Given an array of strings strs, group the anagrams together. You can return the answer in any order.

An Anagram is a word or phrase formed by rearranging the letters of a different word or phrase, typically using all the original letters exactly once.

Example 1

Input: strs = ["eat","tea","tan","ate","nat","bat"] Output: [["bat"],["nat","tan"],["ate","eat","tea"]]

Example 2

Input: strs = [""] Output: [[""]]

Example 3

Input: strs = ["a"] Output: [["a"]]

Steps

1. Create a dictionary: We'll use a dictionary to store anagrams. The keys will be the sorted version of each string (since anagrams have the same letters, just rearranged), and the values will be lists of strings that share that sorted key.

2. Iterate through the input list: For each string in the input list strs, we:

   • Sort the string alphabetically.
   • Use the sorted string as the key in our dictionary.
   • If the key already exists, append the original string to the list associated with that key.
   • If the key doesn't exist, create a new list with the original string as its only element.

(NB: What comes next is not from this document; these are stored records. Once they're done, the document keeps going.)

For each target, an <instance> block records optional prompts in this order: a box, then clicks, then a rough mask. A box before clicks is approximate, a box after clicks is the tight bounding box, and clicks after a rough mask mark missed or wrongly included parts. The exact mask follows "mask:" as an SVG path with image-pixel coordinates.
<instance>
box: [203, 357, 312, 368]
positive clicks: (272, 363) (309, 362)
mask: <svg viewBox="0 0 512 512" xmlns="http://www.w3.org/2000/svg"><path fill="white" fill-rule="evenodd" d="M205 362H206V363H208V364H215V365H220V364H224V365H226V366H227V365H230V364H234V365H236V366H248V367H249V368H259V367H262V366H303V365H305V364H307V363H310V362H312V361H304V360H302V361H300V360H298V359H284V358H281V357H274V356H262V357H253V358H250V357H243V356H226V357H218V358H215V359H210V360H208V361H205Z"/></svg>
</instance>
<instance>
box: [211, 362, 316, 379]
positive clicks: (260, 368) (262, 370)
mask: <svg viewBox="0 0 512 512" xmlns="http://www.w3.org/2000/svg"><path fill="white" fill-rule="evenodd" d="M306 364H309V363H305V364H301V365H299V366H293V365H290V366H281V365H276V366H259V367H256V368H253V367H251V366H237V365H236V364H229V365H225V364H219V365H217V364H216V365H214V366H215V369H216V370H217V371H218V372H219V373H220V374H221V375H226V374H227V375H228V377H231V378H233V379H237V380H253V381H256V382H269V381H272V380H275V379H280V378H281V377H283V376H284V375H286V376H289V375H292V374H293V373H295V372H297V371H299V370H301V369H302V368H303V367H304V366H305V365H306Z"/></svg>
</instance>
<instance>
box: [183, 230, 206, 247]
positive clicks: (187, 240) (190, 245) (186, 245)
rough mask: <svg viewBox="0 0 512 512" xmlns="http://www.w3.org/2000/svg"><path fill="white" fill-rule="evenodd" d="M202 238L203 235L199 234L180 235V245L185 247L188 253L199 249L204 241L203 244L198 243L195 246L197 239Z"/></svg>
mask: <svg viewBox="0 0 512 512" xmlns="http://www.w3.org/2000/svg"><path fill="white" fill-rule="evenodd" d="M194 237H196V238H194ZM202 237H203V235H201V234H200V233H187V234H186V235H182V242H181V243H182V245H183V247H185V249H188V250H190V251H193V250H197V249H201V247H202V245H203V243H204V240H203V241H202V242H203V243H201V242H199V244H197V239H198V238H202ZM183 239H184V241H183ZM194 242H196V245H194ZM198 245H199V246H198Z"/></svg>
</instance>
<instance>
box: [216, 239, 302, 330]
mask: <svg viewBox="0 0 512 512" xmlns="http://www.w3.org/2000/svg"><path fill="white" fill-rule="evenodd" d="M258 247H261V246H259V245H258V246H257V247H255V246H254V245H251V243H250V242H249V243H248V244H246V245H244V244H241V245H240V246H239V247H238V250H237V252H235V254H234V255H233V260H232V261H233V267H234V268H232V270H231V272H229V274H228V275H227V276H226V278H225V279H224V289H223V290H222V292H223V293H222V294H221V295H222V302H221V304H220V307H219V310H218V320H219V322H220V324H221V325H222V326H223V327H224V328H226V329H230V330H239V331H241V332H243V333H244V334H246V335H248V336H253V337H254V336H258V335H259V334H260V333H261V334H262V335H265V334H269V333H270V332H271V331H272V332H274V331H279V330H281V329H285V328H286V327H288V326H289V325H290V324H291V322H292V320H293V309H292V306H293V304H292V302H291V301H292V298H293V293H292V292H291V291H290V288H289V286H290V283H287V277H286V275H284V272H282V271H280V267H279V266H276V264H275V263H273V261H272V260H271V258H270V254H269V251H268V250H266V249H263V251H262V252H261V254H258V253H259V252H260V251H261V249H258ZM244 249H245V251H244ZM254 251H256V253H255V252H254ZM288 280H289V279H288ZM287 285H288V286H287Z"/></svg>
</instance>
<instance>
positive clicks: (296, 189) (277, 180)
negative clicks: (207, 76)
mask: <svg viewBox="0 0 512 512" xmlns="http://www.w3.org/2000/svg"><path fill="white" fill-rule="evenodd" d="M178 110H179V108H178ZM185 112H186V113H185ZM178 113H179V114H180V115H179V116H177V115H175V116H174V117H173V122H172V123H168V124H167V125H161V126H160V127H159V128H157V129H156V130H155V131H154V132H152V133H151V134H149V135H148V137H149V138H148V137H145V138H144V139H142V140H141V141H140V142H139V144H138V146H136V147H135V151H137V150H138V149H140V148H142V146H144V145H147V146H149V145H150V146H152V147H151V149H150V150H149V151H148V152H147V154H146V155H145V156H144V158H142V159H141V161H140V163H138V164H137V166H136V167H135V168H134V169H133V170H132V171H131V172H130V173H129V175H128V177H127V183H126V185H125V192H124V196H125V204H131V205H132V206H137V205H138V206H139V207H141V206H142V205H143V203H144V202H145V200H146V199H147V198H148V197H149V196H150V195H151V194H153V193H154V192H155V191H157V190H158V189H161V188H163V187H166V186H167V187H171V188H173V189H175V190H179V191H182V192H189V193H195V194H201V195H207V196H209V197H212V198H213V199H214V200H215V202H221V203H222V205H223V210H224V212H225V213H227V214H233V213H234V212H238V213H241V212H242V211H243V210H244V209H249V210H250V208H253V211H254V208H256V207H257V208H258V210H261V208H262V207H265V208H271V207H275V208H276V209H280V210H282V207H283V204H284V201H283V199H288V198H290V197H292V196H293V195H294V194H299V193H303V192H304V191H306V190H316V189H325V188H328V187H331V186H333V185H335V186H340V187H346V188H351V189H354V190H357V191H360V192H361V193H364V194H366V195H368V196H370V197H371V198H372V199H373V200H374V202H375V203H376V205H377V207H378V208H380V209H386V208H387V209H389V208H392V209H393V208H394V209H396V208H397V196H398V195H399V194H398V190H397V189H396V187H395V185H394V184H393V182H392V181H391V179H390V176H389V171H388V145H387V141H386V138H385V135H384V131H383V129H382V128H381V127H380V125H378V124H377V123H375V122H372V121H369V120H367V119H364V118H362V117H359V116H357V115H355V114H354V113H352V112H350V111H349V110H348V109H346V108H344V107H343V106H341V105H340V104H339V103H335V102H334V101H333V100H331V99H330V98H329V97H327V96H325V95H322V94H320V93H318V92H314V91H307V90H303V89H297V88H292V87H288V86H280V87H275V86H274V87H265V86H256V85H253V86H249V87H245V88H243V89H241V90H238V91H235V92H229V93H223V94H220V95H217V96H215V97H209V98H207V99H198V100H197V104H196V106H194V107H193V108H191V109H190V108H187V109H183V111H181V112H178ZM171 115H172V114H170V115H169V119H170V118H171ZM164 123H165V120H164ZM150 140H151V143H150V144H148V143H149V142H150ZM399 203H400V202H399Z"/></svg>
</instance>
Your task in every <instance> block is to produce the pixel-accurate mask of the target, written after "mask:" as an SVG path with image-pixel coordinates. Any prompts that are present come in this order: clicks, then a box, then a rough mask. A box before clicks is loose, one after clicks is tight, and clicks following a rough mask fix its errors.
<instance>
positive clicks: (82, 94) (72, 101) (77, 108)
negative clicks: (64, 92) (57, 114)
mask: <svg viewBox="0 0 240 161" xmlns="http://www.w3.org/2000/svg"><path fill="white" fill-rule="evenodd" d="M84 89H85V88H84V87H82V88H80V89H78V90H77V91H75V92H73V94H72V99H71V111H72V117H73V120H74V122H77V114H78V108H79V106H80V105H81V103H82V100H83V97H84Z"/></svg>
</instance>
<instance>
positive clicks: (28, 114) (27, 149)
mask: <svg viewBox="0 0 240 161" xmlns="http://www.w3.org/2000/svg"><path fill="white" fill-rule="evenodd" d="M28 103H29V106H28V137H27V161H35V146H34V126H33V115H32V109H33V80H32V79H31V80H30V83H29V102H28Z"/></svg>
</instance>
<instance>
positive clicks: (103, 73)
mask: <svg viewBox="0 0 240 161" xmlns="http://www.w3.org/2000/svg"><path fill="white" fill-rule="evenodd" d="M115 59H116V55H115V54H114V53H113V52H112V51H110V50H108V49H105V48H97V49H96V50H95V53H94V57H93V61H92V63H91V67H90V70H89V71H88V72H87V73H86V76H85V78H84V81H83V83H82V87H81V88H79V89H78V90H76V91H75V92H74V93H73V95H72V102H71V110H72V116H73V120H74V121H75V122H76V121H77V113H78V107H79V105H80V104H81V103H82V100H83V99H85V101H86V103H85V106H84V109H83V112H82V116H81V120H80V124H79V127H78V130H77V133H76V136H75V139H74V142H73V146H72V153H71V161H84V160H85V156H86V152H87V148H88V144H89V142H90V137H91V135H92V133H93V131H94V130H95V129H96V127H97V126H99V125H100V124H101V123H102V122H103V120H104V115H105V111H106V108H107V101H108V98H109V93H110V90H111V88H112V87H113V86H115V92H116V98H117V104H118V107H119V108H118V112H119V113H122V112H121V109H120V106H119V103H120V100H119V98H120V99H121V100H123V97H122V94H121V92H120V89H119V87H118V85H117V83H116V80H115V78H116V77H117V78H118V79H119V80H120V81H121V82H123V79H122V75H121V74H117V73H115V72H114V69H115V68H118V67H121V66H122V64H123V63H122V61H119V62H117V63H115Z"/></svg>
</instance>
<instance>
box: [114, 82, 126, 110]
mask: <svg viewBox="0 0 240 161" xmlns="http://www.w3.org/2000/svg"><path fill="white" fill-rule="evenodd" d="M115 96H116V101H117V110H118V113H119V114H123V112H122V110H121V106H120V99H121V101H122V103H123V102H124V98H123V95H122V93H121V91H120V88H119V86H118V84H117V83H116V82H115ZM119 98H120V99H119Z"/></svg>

3. Extract the values: Finally, we extract the values (the lists of anagrams) from the dictionary. This gives us the desired grouped anagrams.

Explanation

The core idea is to use the sorted version of each string as a unique identifier for its anagram group. Sorting the string allows us to easily identify anagrams because they will have the same sorted form. The dictionary provides an efficient way to group strings based on their sorted representations.

Code

from collections import defaultdict

def groupAnagrams(strs):
    """
    Groups anagrams together.

    Args:
        strs: A list of strings.

    Returns:
        A list of lists, where each inner list contains strings that are anagrams of each other.
    """
    anagram_dict = defaultdict(list)  # Use defaultdict to avoid KeyError exceptions

    for word in strs:
        sorted_word = "".join(sorted(word)) # Sort the string and convert it back to string.
        anagram_dict[sorted_word].append(word)

    return list(anagram_dict.values()) #Return the values (list of anagrams) from the dictionary

Complexity

• Time Complexity: O(M * N * log N), where N is the average length of strings and M is the number of strings. The sorting of each string takes O(N * log N) time, and we do this for M strings.

• Space Complexity: O(M * N) in the worst case. This is because in the worst-case scenario (all strings are anagrams), the dictionary could store all strings, resulting in a space proportional to the total number of characters in all strings. The space usage could be less if there are fewer anagram groups.